Now we have a question from Kemp Dolliver from Brookline Capital Markets. Kemp, please go ahead.
Thank you and good morning. I want to dig into the cash runway assumptions in the context of programs that will complete. In that bucket, I'm really thinking specifically of PlaCCine. Then also there was reference to milestones. Wanna clarify if there's any assumption with regard to proceeds from non-dilutive transactions in the cash runway guidance. Thank you.
Thank you, Kemp. I'll ask Jeff to address your question.
Sure. We've always done a, you know, very diligent budgeting process, and we've gone through that this year. We looked at our current cash on hand, and as I mentioned, we took advantage of a much, more favorable market in the 2021, early 2022 time period. Raised a good amount of money on very attractive, terms. No discounts, no warrants. They were, you know, done at the market, which we were very pleased with. And the.

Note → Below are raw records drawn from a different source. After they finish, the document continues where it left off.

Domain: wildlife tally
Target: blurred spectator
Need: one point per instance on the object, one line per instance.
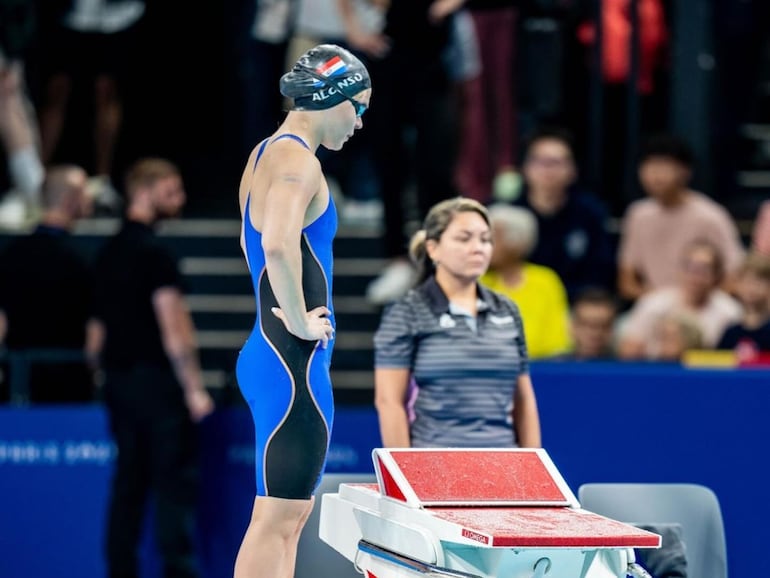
(676, 333)
(18, 125)
(592, 325)
(88, 47)
(701, 270)
(264, 59)
(356, 25)
(412, 127)
(153, 386)
(572, 239)
(752, 286)
(537, 290)
(657, 229)
(760, 238)
(616, 67)
(462, 344)
(486, 165)
(45, 290)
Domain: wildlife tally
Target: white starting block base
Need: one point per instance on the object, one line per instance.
(474, 514)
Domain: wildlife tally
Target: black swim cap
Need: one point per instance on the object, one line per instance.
(323, 77)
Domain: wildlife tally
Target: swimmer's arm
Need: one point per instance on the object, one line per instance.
(293, 186)
(526, 419)
(390, 390)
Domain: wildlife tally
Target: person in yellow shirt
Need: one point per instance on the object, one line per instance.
(537, 290)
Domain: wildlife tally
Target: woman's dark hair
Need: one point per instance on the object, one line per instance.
(668, 146)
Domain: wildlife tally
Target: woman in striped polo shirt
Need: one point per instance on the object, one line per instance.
(451, 367)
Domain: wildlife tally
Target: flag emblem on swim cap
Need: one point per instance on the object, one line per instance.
(331, 68)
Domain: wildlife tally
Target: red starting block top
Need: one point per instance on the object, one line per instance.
(443, 477)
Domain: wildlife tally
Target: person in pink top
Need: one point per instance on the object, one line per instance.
(657, 228)
(697, 294)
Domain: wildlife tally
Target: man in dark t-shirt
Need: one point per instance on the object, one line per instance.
(45, 293)
(153, 384)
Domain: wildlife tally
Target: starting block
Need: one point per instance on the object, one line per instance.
(474, 513)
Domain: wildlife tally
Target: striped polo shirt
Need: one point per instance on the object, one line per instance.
(465, 368)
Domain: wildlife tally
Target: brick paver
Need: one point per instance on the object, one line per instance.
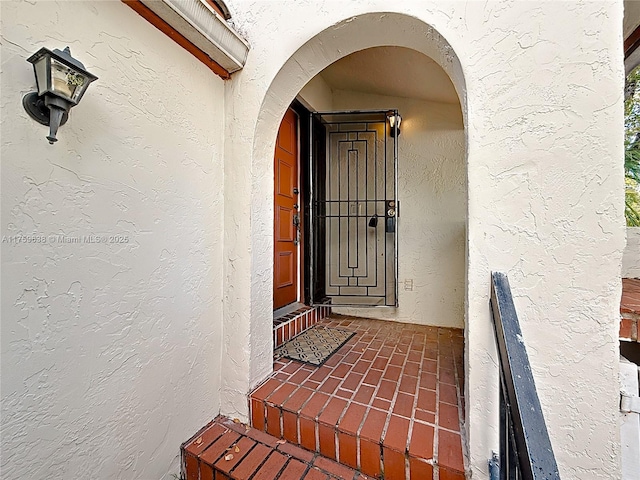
(389, 402)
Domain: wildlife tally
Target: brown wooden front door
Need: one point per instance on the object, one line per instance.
(286, 213)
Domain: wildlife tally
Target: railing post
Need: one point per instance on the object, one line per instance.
(525, 446)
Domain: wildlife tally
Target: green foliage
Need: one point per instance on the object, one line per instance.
(632, 148)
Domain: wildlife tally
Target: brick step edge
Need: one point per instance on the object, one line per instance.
(226, 449)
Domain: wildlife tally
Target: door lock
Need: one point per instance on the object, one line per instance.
(296, 223)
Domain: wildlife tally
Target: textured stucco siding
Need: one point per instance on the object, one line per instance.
(110, 350)
(542, 105)
(631, 257)
(433, 210)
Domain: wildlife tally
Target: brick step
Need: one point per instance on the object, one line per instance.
(380, 444)
(225, 450)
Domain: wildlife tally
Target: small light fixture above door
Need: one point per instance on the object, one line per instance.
(394, 123)
(61, 81)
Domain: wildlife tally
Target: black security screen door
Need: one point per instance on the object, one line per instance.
(354, 209)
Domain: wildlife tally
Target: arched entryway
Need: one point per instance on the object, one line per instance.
(366, 36)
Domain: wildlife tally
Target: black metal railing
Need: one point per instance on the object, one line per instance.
(525, 448)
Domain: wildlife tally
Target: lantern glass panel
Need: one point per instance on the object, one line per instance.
(40, 67)
(66, 82)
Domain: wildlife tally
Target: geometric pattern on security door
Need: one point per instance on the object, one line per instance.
(354, 210)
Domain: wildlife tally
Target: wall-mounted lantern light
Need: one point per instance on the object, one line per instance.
(394, 123)
(61, 81)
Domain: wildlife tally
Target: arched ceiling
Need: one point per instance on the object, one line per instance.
(393, 71)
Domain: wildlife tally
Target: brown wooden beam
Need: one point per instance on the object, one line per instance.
(146, 13)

We did a projection based upon the programs that we have in place, the OVATION 1, I'm sorry, the OVATION 2 program, along with the second phase I/II program with IMNN-001, with Avastin, which is gonna be funded a majority by a research foundation. We had to make certain decisions as it related to any other programs relative to that product, the combination with checkpoint inhibitors. I think a lot of companies were going through the same sort of prioritization program. The OVATION 2 program, interim data reporting out in third quarter of 2023. You know, final top line data in the first half of 2024.
We'll get some data on the Break Through Cancer program with the Avastin program with phase I results. I think the really important milestone coming up is the human data that we're looking to generate on the PlaCCine program with regard to the COVID vaccine. That program, as you know, will run very, very quickly from the standpoint of enrollment, recruitment and getting some, you know, good data which we hope will confirm what we saw in both the preclinical models and the non-human primate data. We always remain, you know, sort of opportunistic as it relates to financing.

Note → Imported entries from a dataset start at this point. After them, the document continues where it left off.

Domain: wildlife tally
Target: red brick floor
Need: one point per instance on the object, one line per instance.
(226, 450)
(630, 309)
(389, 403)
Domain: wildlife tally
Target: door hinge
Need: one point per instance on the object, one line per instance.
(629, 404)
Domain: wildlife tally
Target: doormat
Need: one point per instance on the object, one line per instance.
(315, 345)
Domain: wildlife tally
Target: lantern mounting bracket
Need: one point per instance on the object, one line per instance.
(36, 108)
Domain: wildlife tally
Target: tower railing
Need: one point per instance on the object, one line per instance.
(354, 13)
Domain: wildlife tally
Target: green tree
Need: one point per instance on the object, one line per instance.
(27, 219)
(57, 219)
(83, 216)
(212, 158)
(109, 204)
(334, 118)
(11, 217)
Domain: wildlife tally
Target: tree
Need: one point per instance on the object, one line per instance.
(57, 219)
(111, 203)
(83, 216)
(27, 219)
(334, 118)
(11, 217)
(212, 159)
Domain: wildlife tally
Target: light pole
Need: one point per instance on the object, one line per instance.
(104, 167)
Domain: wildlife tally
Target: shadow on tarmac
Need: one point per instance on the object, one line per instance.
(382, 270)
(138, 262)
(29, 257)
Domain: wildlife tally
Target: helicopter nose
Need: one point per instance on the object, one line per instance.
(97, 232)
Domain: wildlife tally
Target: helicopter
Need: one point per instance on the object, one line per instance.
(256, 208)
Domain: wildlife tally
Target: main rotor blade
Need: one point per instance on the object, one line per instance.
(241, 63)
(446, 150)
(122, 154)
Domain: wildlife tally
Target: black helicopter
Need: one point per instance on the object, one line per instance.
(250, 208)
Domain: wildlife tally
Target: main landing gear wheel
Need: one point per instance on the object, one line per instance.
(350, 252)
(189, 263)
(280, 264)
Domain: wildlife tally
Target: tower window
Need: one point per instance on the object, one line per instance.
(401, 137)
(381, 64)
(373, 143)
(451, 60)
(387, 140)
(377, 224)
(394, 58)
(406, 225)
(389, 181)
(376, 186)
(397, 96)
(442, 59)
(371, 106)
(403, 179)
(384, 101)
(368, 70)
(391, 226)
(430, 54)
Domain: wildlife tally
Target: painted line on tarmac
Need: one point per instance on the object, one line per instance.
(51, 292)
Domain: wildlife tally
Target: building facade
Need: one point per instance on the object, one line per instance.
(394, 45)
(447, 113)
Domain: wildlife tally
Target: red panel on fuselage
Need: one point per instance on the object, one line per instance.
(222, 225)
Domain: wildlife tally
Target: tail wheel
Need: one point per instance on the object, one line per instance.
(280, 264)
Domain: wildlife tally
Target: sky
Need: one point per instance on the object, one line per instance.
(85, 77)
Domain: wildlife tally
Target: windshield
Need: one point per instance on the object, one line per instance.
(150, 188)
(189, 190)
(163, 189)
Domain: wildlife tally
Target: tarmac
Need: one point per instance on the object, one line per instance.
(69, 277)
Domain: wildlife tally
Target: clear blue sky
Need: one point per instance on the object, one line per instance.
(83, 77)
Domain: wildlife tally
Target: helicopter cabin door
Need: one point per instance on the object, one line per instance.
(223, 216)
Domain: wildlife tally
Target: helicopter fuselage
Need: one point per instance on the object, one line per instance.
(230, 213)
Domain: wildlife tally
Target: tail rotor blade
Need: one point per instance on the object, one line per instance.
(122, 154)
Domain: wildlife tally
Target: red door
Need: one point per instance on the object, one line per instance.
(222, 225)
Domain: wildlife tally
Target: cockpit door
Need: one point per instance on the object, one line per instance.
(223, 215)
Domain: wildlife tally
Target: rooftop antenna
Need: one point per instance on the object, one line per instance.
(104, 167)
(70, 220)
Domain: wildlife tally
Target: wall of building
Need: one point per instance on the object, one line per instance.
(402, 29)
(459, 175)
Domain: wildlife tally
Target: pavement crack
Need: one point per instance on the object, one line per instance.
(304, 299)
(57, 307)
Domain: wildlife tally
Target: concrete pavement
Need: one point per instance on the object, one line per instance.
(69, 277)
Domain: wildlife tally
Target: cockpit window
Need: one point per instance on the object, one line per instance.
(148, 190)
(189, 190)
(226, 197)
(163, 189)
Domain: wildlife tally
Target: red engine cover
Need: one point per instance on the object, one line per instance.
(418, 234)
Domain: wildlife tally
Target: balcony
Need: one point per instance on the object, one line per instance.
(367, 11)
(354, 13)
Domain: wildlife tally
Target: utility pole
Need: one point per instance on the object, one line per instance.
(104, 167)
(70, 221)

We've been in discussions with a number of different institutional research groups, you know, government agencies on ways to move the programs forward in a non-dilutive fashion. You know, those tend to take a little bit longer time, but I think we have a very, very good technology that's generated a lot of interest among individuals that are in this vaccine field.
That's great. Thank you. Just to follow up on the partnering comments from a moment ago, are you at a point where you're, you know, exchanging CDAs and you have data, have a data room set up and, people are taking a close look? Or are you at a point of, you know, introductory discussions and holding off on, you know, more intensive steps in the process until you have, you know, more data generated and more proof of concept in place?
Yes, Kemp. Yes, we have had some discussion on the CDAs already. Yeah. As Jeff just reminded us, you know, the key important milestone for the PlaCCine modality is the human data. That's we're eagerly waiting for that.
Thank you very much.
Welcome.
This concludes our question-and-answer session. I would like to turn the conference back over to Dr. Le Goff for closing remarks. Please go ahead.
Thank you all for your time this morning. I trust we conveyed our excitement about the potential of our platform technology. We look forward to keeping you informed of our progress. Note that we plan to hold several days of one-on-one virtual meetings with the investment community next month. Please contact our IR firm, LHA, if you would like to schedule a meeting. Have a very nice afternoon. Thank you.
The conference has now concluded. Thank you for attending today's presentation. You may now disconnect.